Most people have enjoyed a traditionally roasted turkey during the holidays. Most turkeys probably get cooked that way.
And hey, why mess with tradition?
Well, everybody needs a change of pace once in a while, and if you can get more flavor out of that bird, why not turn tradition upside down? Last year “Mad Max” Rosen, along with Chris, put on a turkey class outside our Dizzy Pig HQ, and we cooked turkeys several different ways.
- Mad Max charcoal roasts his popular traditional turkey with the Mad Max Turkey Method, and it is always a hit.
- But the most flavorful bird we cooked that day was one we butterflied (also called “spatchcocked”), rubbed and cooked direct over the charcoal.
While a spatchcocked turkey may not be as pretty as an evenly browned whole turkey sitting on a platter, and you won’t get the drippings for gravy, the bird will be more flavorful and will cook faster as well.
In hopes that we can encourage you to try a different, more flavorful variation of a mostly traditionally cooked bird, here is what we did in this simple cook.
Turkeys were a bit scarce after Thanksgiving this year, and all that was available was an Empire kosher turkey. This specimen was a shade over 14 pounds, and was thawed in the fridge for 3 days.

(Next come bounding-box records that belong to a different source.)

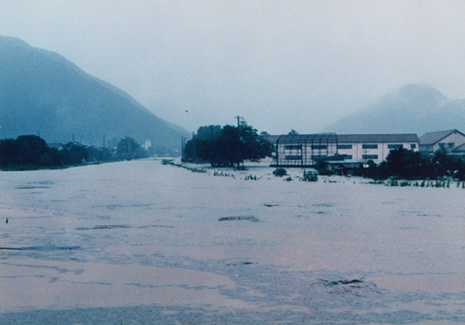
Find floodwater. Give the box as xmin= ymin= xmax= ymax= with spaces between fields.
xmin=0 ymin=160 xmax=465 ymax=324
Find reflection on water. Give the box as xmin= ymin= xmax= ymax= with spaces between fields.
xmin=0 ymin=160 xmax=465 ymax=323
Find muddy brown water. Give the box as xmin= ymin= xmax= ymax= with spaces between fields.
xmin=0 ymin=160 xmax=465 ymax=324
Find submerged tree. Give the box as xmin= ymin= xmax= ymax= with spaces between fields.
xmin=116 ymin=137 xmax=147 ymax=160
xmin=183 ymin=121 xmax=273 ymax=167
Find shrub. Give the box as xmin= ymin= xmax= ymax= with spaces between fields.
xmin=273 ymin=167 xmax=287 ymax=177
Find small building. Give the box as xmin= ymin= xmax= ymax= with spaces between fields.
xmin=420 ymin=129 xmax=465 ymax=154
xmin=272 ymin=133 xmax=420 ymax=167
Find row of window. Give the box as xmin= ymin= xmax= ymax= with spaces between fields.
xmin=284 ymin=143 xmax=417 ymax=150
xmin=284 ymin=155 xmax=328 ymax=160
xmin=284 ymin=144 xmax=328 ymax=150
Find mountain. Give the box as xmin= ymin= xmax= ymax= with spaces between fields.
xmin=325 ymin=84 xmax=465 ymax=135
xmin=0 ymin=36 xmax=188 ymax=152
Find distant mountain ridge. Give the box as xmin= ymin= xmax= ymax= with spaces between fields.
xmin=0 ymin=36 xmax=188 ymax=151
xmin=325 ymin=84 xmax=465 ymax=135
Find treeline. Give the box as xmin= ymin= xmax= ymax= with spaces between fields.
xmin=182 ymin=121 xmax=273 ymax=168
xmin=361 ymin=148 xmax=465 ymax=181
xmin=0 ymin=135 xmax=148 ymax=170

Sometimes we do an overnight brine, but we wanted to see how this high-priced bird would turn out with a simple coating of rub.
The hardest part is removing the backbone. A good pair of heavy duty kitchen shears is a great tool, but it can also be done with a sharp knife and a little patience. Cut on each side of the bone, cutting through the rib bones that attach to the main backbone. The trickiest part is where the thigh bone attaches, and it may take some twisting and hacking. But it’s worth the effort.
Once you remove the backbone (save it for making broth/stock) open up the bird, flip it over and push the palm of your hand to flatten it out as much as possible.
Now it’s ready to rub. We started with the skin down, and laid down a generous coating of Dizzy Pig’s Raging River™ rub. Mediterranean-ish™, Tsunami Spin™, Shakin’ the Tree™, Dizzy Dust™…and even Swamp Venom™…are also fine choices, though the Raging River™ was the favorite at last year’s class. While we let this rub “set up” we prepared our fire.
We chose to cook on a large Big Green Egg®, but any charcoal cooker where you can control your fire, and get the bird at least 12 inches from the fire, will work.
When cooking such a large bird direct, you really need to keep the fire under control to avoid over browning before the inside is done. In our cooker, we try and use just enough charcoal to get the job done. After starting the fire, we slowly brought the dome temperature up to around 590°F while we applied rub to the skin side of the bird.
Once the temperature was stabilized, we set the turkey on a raised grate and closed the cooker. Since there was now a cold bird between the fire and the dome thermometer, the temperature dropped to 250°F, which is where we decided to hold the temperature.
Resisting the urge to open the cooker (which lets in more air and makes the fire hotter), we let it go for about an hour before checking the color on the bottom of the turkey. It was browning up nicely, and very slightly charred in a couple spots. Perfect. We let it go for another half hour, then carefully flipped the turkey skin down, again making sure not to have the cooker opened too long. If the fire gets too hot, you may end up with a black turkey.
An hour later, 2 and a half hours into the cook, the thighs reached 180°F, while the breast was a perfect 160°F. As you can see, this bird cooked at the rate of just over 10 minutes per pound… significantly quicker than then 15-20 minutes per pound often quoted for roasted birds.
Will this become a new turkey tradition?
After a 20 minute rest, the turkey was ready to serve! The breast was so moist you could squeeze juice out of it, and the dark meat was well rendered and moist. The most noticeable aspect of this bird was the layers of flavor from the smoke, the browning, and the fat dripping on the coals. Top it all off with being perfectly cooked, and it may just be time for a new tradition!